Coursera Deep Learning Course 2 Week 1 notes: Practical aspects of Deep Learning

2017-10-20

Setting up your Machine Learning Application

Train/Dev/Test Sets

Applied ML is a highly iterative process:

You start with a simple idea.
You start coding and try it, and get the result.
Base on the outcome, you may refine the idea… and try to find a better one.

How quickly you can go around this cycle?

It seems impossible to get the correct value of hyperparameters at the first time.

Data is divided into:

Training set.
Hold-out cross validation set, or development set, or dev set.
Test set.

The workflow: you keep training your algorithm on training set, use dev set to evaluate its performance, then you can take your best model and run it on test set in order to get an unbias estimate of how your algorithm is doing.

Common proportion:

70/30: if you don’t have dev set.
60/20/20.

The goal of dev set is to help you quickly see which model is better, so dev set only need to be large enough, not exactly 20%. Similarly to test set.

So if the data is big:

98/1/1
99.5/0.4/0.1

Mismatch train/test distribution

Training set: cat pictures from internet (may have high quality image).
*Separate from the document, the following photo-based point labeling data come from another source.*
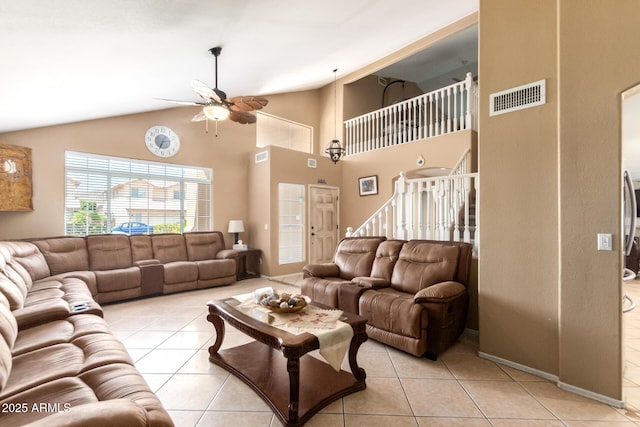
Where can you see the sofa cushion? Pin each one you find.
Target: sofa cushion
(141, 248)
(14, 293)
(64, 254)
(8, 334)
(422, 264)
(354, 256)
(29, 257)
(216, 268)
(109, 252)
(203, 246)
(180, 272)
(169, 247)
(387, 255)
(393, 311)
(58, 332)
(116, 280)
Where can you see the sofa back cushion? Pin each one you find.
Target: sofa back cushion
(14, 280)
(31, 260)
(169, 247)
(386, 258)
(141, 247)
(354, 256)
(422, 264)
(109, 252)
(64, 254)
(203, 246)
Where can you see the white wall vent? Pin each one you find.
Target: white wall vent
(517, 98)
(262, 156)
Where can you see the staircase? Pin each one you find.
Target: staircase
(438, 208)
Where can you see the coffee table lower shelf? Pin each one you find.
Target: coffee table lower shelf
(265, 371)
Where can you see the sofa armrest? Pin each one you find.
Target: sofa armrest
(227, 253)
(440, 292)
(371, 282)
(118, 412)
(321, 270)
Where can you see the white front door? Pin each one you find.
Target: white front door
(323, 223)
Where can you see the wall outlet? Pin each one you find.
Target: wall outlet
(605, 242)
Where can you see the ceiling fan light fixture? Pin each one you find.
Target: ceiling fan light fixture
(216, 112)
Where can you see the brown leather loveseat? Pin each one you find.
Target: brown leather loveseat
(59, 363)
(414, 293)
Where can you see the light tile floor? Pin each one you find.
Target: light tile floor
(168, 337)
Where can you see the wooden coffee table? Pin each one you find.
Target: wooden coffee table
(297, 385)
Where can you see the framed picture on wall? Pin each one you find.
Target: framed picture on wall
(368, 185)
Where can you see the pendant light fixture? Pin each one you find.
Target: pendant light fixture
(334, 150)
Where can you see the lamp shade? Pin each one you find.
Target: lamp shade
(216, 112)
(236, 226)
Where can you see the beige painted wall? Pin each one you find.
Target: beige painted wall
(550, 181)
(227, 154)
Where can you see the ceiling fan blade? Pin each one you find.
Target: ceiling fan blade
(174, 101)
(199, 117)
(242, 117)
(204, 91)
(247, 103)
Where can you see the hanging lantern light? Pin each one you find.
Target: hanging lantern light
(335, 150)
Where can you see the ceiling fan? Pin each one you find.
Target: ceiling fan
(215, 104)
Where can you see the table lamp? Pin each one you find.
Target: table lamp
(236, 226)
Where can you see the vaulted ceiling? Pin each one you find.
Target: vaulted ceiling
(72, 60)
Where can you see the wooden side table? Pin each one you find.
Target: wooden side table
(248, 265)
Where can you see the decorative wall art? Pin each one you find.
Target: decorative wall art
(16, 186)
(368, 185)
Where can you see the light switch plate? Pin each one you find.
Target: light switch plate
(605, 242)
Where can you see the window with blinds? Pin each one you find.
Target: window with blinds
(111, 194)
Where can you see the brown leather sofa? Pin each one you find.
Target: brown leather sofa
(414, 293)
(59, 364)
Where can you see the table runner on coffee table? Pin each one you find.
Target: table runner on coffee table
(333, 335)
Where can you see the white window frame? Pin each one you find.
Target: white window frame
(193, 213)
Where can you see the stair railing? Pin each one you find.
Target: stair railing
(439, 208)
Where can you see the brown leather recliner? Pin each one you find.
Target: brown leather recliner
(414, 294)
(424, 309)
(354, 257)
Dev/test sets: cat pictures from users using your app (may have low quality image).

Rule of thumps: make sure dev and test set come from same distribution.
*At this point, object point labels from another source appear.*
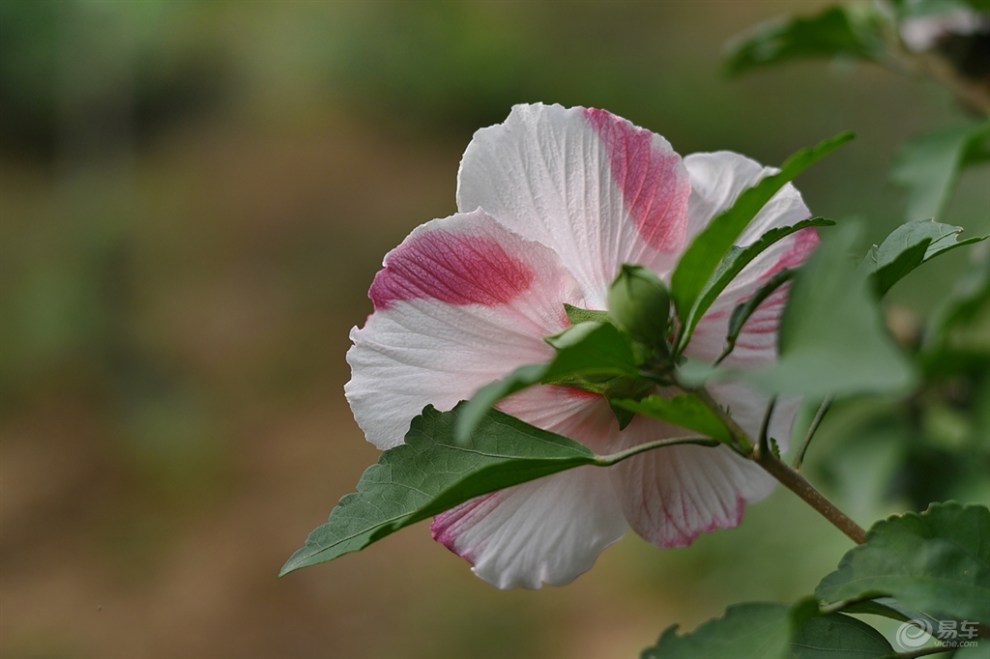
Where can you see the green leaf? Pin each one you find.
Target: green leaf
(747, 631)
(836, 636)
(430, 473)
(907, 247)
(702, 258)
(832, 336)
(928, 165)
(579, 315)
(739, 257)
(914, 8)
(774, 631)
(850, 31)
(937, 562)
(743, 311)
(586, 350)
(686, 411)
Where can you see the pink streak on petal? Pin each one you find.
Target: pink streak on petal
(803, 243)
(653, 182)
(446, 526)
(452, 268)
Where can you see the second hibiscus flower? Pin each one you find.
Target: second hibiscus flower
(552, 203)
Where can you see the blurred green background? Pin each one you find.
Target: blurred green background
(194, 197)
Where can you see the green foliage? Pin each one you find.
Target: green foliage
(685, 410)
(907, 247)
(431, 473)
(912, 8)
(936, 562)
(696, 281)
(832, 337)
(592, 355)
(845, 30)
(774, 631)
(738, 258)
(929, 165)
(743, 311)
(638, 302)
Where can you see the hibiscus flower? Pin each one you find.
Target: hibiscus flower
(552, 203)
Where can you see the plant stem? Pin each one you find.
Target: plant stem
(798, 484)
(812, 429)
(790, 478)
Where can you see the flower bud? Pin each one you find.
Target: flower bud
(638, 302)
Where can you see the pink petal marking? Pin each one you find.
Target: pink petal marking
(446, 526)
(453, 268)
(650, 175)
(802, 243)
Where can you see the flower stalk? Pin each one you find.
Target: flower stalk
(787, 476)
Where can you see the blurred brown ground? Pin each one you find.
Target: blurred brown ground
(185, 244)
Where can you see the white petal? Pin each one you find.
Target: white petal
(596, 189)
(717, 179)
(671, 495)
(460, 303)
(550, 530)
(546, 531)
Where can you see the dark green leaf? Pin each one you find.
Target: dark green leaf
(937, 562)
(743, 311)
(832, 337)
(739, 257)
(836, 636)
(588, 349)
(430, 473)
(747, 631)
(774, 631)
(686, 411)
(578, 315)
(929, 165)
(907, 247)
(914, 8)
(701, 260)
(850, 31)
Not having a test set might be okay. (Only dev set.)

Bias/Variance

The classify is high bias = The classify is underfitting the data.

The classify is high variance = The classify is overfitting the data.

Recap

Assume that optimal error = 0%:

Train error	1%	15%	15%	0.5%
Dev errror	11%	16%	30%	1%
	high variance	high bias	both	low bias, low variance

Basic Recipe for Machine Learning

High bias? (training data performance):

Bigger network.
Training longer.
Neural Networks architecture search.

High variance? (dev set performance):

More data.
Regularization.
Neural Networks architecture search.

We don’t have tools to reduce bias/variance without hurting the other one => Bias Variance tradeoff.

Regularizing your neural network

Regularization

L2 regularization:

$\left \| w \right \|_{2}^{2} = \sum_{j=1}^{n_x}w_{j}^{2} = w^{T}w$

L1 regularization:

$\left \| w \right \|_{1} = \sum_{j=1}^{n_x}\left | w_{j} \right |$

Regularization term in neural network:

$\frac{\lambda}{2m}\sum_{l=1}^{L}\left \| w^{[l]}\right \|^{2}_{F}$

where $\left \| w^{[l]}\right \|^{2}_{F} = \sum_{i=1}^{n^{[l]}}\sum_{j=1}^{n^{[l-1]}}(w_{ij})^{2}$ is called Frobenius norm. (L2 for matrix).

The alternative name for L2 regularization is weight decay.

Why regularization reduces overfitting?

Regularization makes $w^{[l]} \approx 0$ , thus reduce the impact of a lot of hidden units, and the neural network may become simpler:

Figure 1. Regularization makes the neural network simpler. Source: Coursera Deep Learning course

Another intuition: in case of using $tanh$ as activation function:

If $\lambda$ large, $w^{[l]}$ is penalized much and become small, and $z^{[l]} = w^{[l]}a^{[l-1]} + b^{[l]}$ small, then $tanh(z^{[l]})$ will be roughly linear:

Figure 2. The red roughly linear part of tanh function when z is small. Source: Coursera Deep Learning course

Every layer will be roughly linear, and as a result: the neural network is just a linear network.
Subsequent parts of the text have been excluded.